The HO has recovered service credits from G4S and Serco. Serco recently revealed that its COMPASS contract has incurred an operating loss of ~£15m since it started in late 2012 and it expects the contract (which had an initial TCV of £175m) to be loss-making over its five-year life.
To summarise some of the attributes evident in these contracts, which have cost the suppliers very dearly (including loss of reputation):
- Undue haste in design and transition, often driven by a desire to introduce radical reforms at speed
- Lack of information from the buyer during tendering and transition
- Creative commercial models that may be inappropriate, particularly when outcomes cannot easily be measured in binary terms
- Lack of involvement by the buyer in service design, or, arguably, interest in the service user experience
- Inappropriate and/or inadequate service metrics
- Lack of partnership ethos
And add to this the dangers of policy uncertainty and of demand uncertainty (hallmarks of all three examples I have looked at)…. caveat vendor!
I am not defending any suppliers, nor commenting on government policy, but best practice for a buyer in approaching large-scale and complex BPO is not in high evidence.
The latest activity being outsourced in a “payment by results” model, is aspects of the National Probation Service (~70% of the work), which has the added complications of being a) an activity that service providers have no prior experience of delivering and b) of being widely unpopular. It would be nice to think the model will be successful.

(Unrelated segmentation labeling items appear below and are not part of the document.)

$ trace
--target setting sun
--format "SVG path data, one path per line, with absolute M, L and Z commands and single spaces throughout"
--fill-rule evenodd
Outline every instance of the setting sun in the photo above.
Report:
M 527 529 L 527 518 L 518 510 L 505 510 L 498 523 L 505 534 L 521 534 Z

As a footnote, the government is entering into some other commercially creative partnerships that are much more likely to be successful, for example where the gainshare is about revenue generation. One example, with Capita, is about commercialising government IP from its portfolio of project and IT management training tools, including PRINCE2. The target, to triple revenues (from ~£40m pa) by year 10, appears realistic. Being commercially creative in government outsourcing can work.